Teatro Valle, once owned by the national theatre agency (ETI, abolished in 2010), has been actively occupied by actors, directors and musicians staging free events for over a year to prevent it from privatisation.
4.3 Other relevant issues and debates
Ethical and cultural human rights issues are by no means a priority, for the time being, in the Italian cultural policy making, whose main challenge (see chapter 4.1) is presently to cope with the progressively growing cuts in cultural expenditure (see chapter 4.2.1 and chapter 6).
Besides the downsizing of public expenditure for culture - extensively dealt with in chapter 4.1 – and additional austerity measures adopted by the above mentioned Law 220/2011 on financial stability, there is also a rise in heated debates in cultural circles on their potentially negative effects.
By far the most heated of these debates relates to the suppression of Ente Teatrale Italiano (ETI), the Italian arm's length state institute for the promotion of theatre and dance established in 1942, and actively promoting experimentation and international cultural cooperation in the field.
Following the suppression, ETI's staff has been transferred to MiBAC's DG for the Performing Arts, whereas its three theatres were put on the market: Teatro La Pergola, in Florence, became a foundation owned by the municipality itself and by a banking foundation; Teatro Quirino, in Rome, was privatised; when the third theatre, Teatro Valle (the oldest theatre in Rome, founded in 1727), was due to be privatised as well, many theatre people – actors, directors, musicians, and the whole Roman theatre community – fiercely opposed that decision by occupying the theatre in June 2011. The occupation has been ongoing for a year, during which the theatre was able to offer its fans hundreds of theatre, music, dance, and film performances, thanks to the solidarity expressed by the arts community, performing for free. Peter Stein, Anatoly Vasiliev, Dario Fo, Franca Rame, Nanni Moretti have been among the many artists performing on the Valle's stage.
Meanwhile, a new juridical status – a foundation, with the name Fondazione Teatro Valle Bene Comune (Foundation Teatro Valle Common Good) – is being planned for the occupied theatre. The related movement is fully in line with several, new movements of citizens currently growing in our country with a view to supporting the establishment of a new category of goods with a special status: the common goods / "beni comuni" (the most important of these goods being water, also threatened by privatisation in Italy).

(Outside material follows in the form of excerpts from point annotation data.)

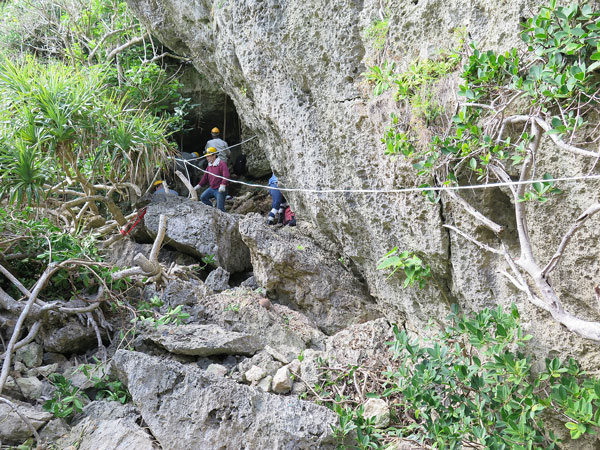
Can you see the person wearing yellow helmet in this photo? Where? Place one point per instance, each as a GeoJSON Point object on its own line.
{"type": "Point", "coordinates": [216, 176]}
{"type": "Point", "coordinates": [160, 189]}
{"type": "Point", "coordinates": [222, 148]}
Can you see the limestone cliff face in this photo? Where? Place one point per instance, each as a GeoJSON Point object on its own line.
{"type": "Point", "coordinates": [293, 69]}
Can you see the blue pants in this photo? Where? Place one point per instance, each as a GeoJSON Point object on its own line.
{"type": "Point", "coordinates": [277, 197]}
{"type": "Point", "coordinates": [213, 193]}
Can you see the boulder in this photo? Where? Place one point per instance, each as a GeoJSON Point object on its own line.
{"type": "Point", "coordinates": [198, 230]}
{"type": "Point", "coordinates": [13, 429]}
{"type": "Point", "coordinates": [70, 337]}
{"type": "Point", "coordinates": [28, 388]}
{"type": "Point", "coordinates": [286, 331]}
{"type": "Point", "coordinates": [282, 382]}
{"type": "Point", "coordinates": [377, 409]}
{"type": "Point", "coordinates": [202, 340]}
{"type": "Point", "coordinates": [109, 426]}
{"type": "Point", "coordinates": [217, 280]}
{"type": "Point", "coordinates": [30, 355]}
{"type": "Point", "coordinates": [296, 271]}
{"type": "Point", "coordinates": [177, 400]}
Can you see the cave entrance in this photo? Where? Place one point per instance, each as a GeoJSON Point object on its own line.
{"type": "Point", "coordinates": [211, 111]}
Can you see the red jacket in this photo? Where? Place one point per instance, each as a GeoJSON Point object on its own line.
{"type": "Point", "coordinates": [214, 182]}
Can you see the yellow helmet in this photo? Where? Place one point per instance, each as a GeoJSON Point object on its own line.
{"type": "Point", "coordinates": [210, 151]}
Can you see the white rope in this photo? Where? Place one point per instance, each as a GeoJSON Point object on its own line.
{"type": "Point", "coordinates": [401, 190]}
{"type": "Point", "coordinates": [222, 150]}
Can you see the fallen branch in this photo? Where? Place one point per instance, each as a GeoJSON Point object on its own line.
{"type": "Point", "coordinates": [188, 185]}
{"type": "Point", "coordinates": [147, 267]}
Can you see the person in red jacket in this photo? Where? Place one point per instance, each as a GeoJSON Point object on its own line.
{"type": "Point", "coordinates": [216, 186]}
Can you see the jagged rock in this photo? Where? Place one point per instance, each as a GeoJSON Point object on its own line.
{"type": "Point", "coordinates": [121, 254]}
{"type": "Point", "coordinates": [218, 280]}
{"type": "Point", "coordinates": [177, 400]}
{"type": "Point", "coordinates": [359, 345]}
{"type": "Point", "coordinates": [323, 128]}
{"type": "Point", "coordinates": [43, 371]}
{"type": "Point", "coordinates": [378, 409]}
{"type": "Point", "coordinates": [72, 337]}
{"type": "Point", "coordinates": [250, 283]}
{"type": "Point", "coordinates": [282, 382]}
{"type": "Point", "coordinates": [299, 388]}
{"type": "Point", "coordinates": [180, 292]}
{"type": "Point", "coordinates": [295, 270]}
{"type": "Point", "coordinates": [202, 340]}
{"type": "Point", "coordinates": [254, 374]}
{"type": "Point", "coordinates": [217, 369]}
{"type": "Point", "coordinates": [199, 230]}
{"type": "Point", "coordinates": [109, 426]}
{"type": "Point", "coordinates": [285, 330]}
{"type": "Point", "coordinates": [54, 431]}
{"type": "Point", "coordinates": [30, 355]}
{"type": "Point", "coordinates": [265, 384]}
{"type": "Point", "coordinates": [13, 429]}
{"type": "Point", "coordinates": [30, 388]}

The fate of Teatro Valle is still uncertain, also depending on the availability of the financial resources needed for the ordinary management of the proposed foundation: the collection of money and donations is, in fact, lagging behind (only half of the needed financial resources has been reached). Meanwhile, though, the contagion has spread to other theatres – mainly in southern Italy – which have also been occupied.